Le slogan «l'Allemagne paiera» abusait, certes, toujours le Français moyen, mais il faisait sourire les gens avertis qui touchaient du doigt la réalité quotidienne allemande et jugeaient inopportune l'occupation de la Ruhr. Selon François Kernéis, le retard de l'Allemagne dans le paiement des dommages de guerre provenait plus de l'incapacité réelle d'un pays ruiné que de la mauvaise volonté de ses dirigeants. Il assistait, navré, à cette saignée qui ne pouvait que révolter tous les Allemands, patriotes ou non, et soutenait que l'humiliation supplémentaire que leur infligeait Poincaré ne ferait qu'exacerber leur désir de revanche et conduire les plus désespérés aux pires extrémités. Le mouvement spartakiste avait, certes, été décapité en 1919, mais de nouveaux trublions surgissaient chaque année, tel ce sous-officier autrichien dont lui avait parlé son père, un Alfred ou Adolf quelque chose, qui devait sans doute son succès plus à sa moustache ridicule qu'à la pauvreté de ses idées! Pourtant, s'il avait échoué dans sa tentative de coup d'État, quatre mois plus tôt, l'homme n'abdiquait pas et, à peine sorti de prison, venait de créer un parti ultranationaliste.

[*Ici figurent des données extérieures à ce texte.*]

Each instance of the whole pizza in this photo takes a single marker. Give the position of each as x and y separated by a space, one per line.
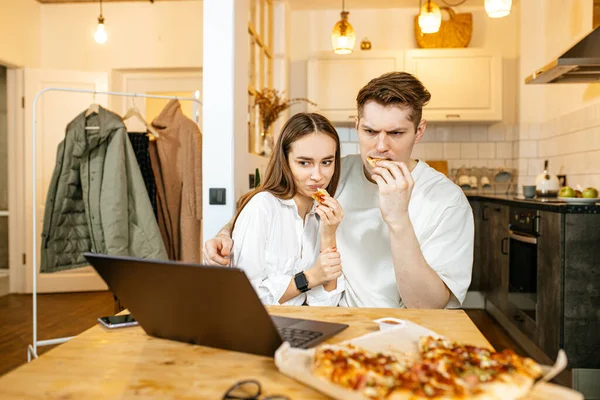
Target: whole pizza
443 370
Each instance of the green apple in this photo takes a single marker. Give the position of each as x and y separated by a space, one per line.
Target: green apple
566 191
590 193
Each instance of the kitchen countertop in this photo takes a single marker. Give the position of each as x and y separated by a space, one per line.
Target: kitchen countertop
126 363
550 204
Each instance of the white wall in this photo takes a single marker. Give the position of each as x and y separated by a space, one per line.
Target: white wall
559 122
20 33
165 34
469 145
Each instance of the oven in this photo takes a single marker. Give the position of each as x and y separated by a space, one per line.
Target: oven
523 263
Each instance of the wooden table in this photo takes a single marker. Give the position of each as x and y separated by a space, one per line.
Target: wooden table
126 363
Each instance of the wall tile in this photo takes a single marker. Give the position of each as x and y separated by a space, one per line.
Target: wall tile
468 150
443 133
527 148
343 133
504 150
523 130
486 150
496 163
534 131
428 136
594 138
435 151
496 133
349 148
535 167
511 133
523 166
451 150
592 119
479 133
353 135
461 133
419 151
591 162
516 149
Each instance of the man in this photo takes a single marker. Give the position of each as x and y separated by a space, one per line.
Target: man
407 235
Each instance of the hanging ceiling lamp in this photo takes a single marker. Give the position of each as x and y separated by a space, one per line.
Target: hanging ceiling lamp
430 17
343 36
498 8
100 36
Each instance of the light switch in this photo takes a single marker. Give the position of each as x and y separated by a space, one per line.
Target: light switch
216 196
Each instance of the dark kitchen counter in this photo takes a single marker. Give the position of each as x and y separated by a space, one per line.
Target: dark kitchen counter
550 204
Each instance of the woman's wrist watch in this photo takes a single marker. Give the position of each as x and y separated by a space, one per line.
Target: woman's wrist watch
301 282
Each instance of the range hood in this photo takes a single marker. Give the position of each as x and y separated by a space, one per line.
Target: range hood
579 64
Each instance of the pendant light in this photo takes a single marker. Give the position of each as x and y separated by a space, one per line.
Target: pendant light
100 35
343 36
498 8
430 17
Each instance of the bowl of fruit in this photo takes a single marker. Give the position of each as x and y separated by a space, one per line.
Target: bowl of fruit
585 196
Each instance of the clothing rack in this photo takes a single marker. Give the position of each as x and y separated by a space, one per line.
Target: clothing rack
32 348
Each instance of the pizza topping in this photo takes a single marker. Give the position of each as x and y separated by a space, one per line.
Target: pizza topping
320 195
445 369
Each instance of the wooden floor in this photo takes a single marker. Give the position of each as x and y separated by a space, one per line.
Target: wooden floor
61 315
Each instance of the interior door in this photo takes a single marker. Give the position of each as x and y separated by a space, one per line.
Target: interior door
54 111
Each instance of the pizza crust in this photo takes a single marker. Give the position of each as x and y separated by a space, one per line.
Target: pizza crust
373 161
320 195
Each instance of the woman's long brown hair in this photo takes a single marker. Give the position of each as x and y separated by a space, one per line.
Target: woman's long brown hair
279 179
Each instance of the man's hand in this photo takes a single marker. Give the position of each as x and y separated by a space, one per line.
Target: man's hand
217 250
395 188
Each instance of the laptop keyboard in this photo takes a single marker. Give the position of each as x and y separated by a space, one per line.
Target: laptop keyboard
298 337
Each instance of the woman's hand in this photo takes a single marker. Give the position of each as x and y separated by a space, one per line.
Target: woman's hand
327 268
331 214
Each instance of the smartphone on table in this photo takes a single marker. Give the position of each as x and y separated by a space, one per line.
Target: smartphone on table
118 321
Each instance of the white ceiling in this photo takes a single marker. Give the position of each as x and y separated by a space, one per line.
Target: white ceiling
356 4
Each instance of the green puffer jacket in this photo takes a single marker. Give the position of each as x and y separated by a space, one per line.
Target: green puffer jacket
97 200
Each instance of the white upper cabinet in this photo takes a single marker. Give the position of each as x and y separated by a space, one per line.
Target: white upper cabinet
465 84
334 80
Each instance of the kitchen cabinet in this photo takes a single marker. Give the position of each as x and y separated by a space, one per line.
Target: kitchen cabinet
334 81
477 273
465 84
549 283
494 254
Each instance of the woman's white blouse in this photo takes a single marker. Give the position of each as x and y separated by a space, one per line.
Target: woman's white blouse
271 244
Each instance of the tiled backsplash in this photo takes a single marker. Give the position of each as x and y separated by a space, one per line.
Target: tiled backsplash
468 145
570 143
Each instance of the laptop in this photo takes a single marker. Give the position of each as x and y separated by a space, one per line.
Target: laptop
204 305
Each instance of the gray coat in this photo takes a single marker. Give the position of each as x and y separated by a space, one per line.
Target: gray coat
97 200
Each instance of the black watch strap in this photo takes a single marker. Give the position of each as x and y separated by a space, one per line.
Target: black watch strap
301 282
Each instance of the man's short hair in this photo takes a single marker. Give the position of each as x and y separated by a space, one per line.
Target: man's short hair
395 89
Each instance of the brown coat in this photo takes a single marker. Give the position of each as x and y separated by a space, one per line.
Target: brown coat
177 165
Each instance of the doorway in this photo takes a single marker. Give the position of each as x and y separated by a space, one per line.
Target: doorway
4 264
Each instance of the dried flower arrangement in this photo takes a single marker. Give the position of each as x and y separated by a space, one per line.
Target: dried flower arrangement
271 103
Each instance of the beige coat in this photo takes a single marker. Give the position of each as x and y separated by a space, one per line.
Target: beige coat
177 164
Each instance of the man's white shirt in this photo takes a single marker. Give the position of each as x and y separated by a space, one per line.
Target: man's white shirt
443 223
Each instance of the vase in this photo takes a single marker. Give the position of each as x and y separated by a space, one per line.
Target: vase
267 145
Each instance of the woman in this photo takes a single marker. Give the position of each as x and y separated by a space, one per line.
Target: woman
287 253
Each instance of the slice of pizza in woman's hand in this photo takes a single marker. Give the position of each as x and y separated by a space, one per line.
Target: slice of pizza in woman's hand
320 195
444 370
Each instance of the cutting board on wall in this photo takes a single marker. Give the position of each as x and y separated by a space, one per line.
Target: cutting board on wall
439 165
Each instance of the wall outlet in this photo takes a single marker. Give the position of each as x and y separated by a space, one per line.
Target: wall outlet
216 196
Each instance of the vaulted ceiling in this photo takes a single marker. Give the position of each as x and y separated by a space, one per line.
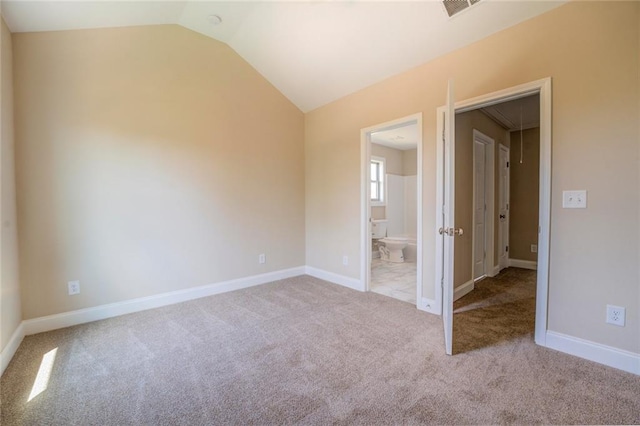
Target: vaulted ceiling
314 52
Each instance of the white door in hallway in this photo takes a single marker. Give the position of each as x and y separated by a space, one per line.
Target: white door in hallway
479 210
503 208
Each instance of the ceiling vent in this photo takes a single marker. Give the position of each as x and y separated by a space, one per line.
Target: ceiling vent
456 6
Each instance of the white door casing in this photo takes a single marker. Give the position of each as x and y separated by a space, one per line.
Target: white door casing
543 88
447 229
365 201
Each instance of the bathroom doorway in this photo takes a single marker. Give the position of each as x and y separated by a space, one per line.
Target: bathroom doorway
392 209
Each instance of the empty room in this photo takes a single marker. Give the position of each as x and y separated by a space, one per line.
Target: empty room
320 212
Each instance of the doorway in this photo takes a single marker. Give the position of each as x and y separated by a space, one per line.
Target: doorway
483 205
446 199
391 208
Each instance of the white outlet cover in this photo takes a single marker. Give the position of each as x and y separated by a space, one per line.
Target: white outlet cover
615 315
74 287
574 199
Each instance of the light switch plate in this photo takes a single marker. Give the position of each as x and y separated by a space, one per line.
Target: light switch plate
576 199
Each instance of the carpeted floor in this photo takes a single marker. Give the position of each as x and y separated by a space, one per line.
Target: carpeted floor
499 309
303 351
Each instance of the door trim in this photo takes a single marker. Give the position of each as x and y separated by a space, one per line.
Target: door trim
365 200
542 87
505 229
489 199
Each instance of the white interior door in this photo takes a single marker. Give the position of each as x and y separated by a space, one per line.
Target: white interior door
480 211
447 230
503 208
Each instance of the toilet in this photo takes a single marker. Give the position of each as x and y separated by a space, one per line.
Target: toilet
378 232
389 248
392 250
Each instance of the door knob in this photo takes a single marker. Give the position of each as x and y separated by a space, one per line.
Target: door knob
451 231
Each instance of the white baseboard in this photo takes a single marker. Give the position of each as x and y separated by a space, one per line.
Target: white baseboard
525 264
352 283
463 290
430 306
81 316
12 346
602 354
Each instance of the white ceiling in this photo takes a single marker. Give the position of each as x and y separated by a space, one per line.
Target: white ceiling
520 113
403 138
314 52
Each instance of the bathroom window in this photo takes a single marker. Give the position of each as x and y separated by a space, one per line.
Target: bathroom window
377 181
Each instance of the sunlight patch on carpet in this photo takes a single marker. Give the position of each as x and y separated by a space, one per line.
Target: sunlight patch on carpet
44 373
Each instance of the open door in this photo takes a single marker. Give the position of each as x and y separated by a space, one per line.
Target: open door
447 230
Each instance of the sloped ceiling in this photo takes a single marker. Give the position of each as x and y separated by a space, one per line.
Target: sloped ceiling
314 52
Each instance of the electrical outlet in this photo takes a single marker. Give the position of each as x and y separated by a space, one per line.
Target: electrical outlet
574 199
74 287
615 315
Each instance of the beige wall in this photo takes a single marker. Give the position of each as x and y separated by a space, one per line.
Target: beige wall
410 162
465 124
524 192
590 49
10 313
149 159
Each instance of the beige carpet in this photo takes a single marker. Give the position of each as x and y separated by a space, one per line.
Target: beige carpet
304 351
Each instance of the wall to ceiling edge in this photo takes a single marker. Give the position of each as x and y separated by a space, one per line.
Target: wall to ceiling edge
149 160
590 49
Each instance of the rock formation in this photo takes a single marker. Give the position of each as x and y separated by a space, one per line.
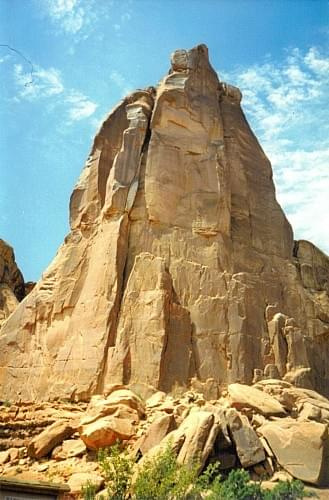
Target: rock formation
12 287
180 266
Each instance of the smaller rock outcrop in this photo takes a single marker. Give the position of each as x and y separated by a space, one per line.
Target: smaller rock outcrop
12 287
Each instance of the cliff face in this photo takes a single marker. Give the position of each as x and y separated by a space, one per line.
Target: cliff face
12 287
180 265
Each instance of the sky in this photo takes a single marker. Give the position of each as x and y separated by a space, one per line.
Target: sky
73 60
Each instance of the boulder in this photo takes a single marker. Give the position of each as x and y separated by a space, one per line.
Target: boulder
159 428
53 435
248 445
301 448
192 442
69 448
200 429
106 431
244 396
79 480
180 266
123 403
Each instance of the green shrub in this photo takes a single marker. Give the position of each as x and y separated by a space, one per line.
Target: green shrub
163 478
88 491
236 487
117 469
288 490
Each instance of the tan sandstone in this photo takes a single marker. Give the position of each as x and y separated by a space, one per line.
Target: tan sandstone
301 448
180 264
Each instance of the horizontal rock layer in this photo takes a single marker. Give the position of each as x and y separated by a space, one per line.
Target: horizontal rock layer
180 265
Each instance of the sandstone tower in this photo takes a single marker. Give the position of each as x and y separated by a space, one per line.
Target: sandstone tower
180 265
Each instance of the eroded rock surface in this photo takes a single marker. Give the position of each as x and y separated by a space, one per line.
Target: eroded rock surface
12 288
180 264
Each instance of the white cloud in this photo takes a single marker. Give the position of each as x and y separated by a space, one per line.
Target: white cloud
48 84
4 58
79 106
40 83
287 106
70 15
121 82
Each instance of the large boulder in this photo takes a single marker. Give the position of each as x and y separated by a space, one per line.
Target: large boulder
158 429
111 419
243 396
248 445
106 431
301 448
180 264
53 435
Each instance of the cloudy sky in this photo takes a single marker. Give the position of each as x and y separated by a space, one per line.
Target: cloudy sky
74 59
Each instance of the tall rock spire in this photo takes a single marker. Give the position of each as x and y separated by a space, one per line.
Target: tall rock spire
180 265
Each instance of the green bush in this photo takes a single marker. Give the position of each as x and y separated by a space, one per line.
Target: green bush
117 469
288 490
236 487
162 478
88 491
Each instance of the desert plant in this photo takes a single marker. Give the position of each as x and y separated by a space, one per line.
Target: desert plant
117 469
163 478
88 491
236 487
288 490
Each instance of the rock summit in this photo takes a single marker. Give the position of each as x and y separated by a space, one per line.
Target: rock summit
180 268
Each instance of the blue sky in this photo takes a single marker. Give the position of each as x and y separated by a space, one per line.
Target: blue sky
87 54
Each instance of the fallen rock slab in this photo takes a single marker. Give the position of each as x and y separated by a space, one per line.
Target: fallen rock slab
244 396
55 434
301 448
248 445
156 432
106 431
80 479
69 448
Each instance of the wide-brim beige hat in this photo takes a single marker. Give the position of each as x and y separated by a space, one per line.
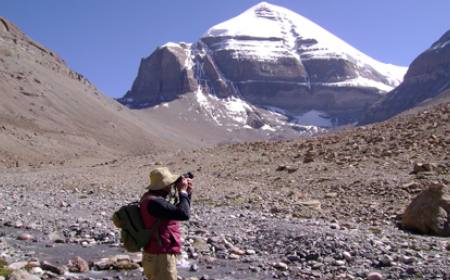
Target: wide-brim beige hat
160 178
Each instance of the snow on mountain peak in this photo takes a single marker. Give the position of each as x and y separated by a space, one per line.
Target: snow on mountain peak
267 32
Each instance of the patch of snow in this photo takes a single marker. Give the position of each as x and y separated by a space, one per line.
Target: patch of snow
237 109
204 103
440 45
268 127
170 45
363 82
268 32
313 118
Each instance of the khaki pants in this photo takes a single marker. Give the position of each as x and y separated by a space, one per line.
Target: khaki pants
160 266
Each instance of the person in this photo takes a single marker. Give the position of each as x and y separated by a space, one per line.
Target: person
159 258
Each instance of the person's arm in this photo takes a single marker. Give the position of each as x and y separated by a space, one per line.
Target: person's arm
162 209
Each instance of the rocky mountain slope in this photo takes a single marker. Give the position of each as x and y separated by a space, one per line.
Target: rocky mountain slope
279 66
50 114
319 208
428 77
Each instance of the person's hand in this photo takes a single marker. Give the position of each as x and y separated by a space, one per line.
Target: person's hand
185 185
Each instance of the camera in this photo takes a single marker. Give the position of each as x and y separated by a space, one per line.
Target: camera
185 175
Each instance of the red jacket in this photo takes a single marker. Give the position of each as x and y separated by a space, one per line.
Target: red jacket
168 230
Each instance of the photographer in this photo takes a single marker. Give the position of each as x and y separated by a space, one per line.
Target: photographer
160 255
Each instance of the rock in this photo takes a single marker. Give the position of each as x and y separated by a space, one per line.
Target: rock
56 237
17 265
36 270
25 237
200 245
374 276
103 264
250 252
429 212
313 204
22 275
59 270
78 264
281 266
385 260
423 167
193 268
347 256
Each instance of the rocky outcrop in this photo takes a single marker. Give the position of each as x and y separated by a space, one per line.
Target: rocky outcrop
429 212
428 77
161 77
269 57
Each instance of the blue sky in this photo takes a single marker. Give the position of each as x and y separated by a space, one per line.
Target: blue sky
105 39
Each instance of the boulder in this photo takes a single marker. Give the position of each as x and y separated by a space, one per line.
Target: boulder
429 212
78 264
22 275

François avait également averti Ursula que les autorités françaises voyaient d'un très mauvais œil son groupe chimique prendre une coloration de plus en plus germanique et lui avait soufflé qu'il serait opportun que ses prochains investissements se fassent sur la rive gauche du Rhin, en Alsace, par exemple. Karl tenait les mÊmes propos chaque fois qu'il voyait sa mère, et ne manquait pas de lui remettre en mémoire les promesses qu'elle lui avait faites pendant la guerre, tout comme il rappelait sans cesse à Félix, son père, ses origines françaises.
Ça y est, j'y suis! se dit soudain Gwen-Aël en sortant de sa rÊverie. C'est Briand! L'homme politique qui accompagne ma belle inconnue n'est autre qu'Aristide Briand! Pour une fois qu'il n'est pas ministre, il en profite pour voyager. D'ailleurs, il me semble bien que sa maîtresse possède une propriété près de Tréguier ou de Lannion... Bon sang! Ce vieillard ventripotent avec une pareille jeunesse! Quelle tristesse!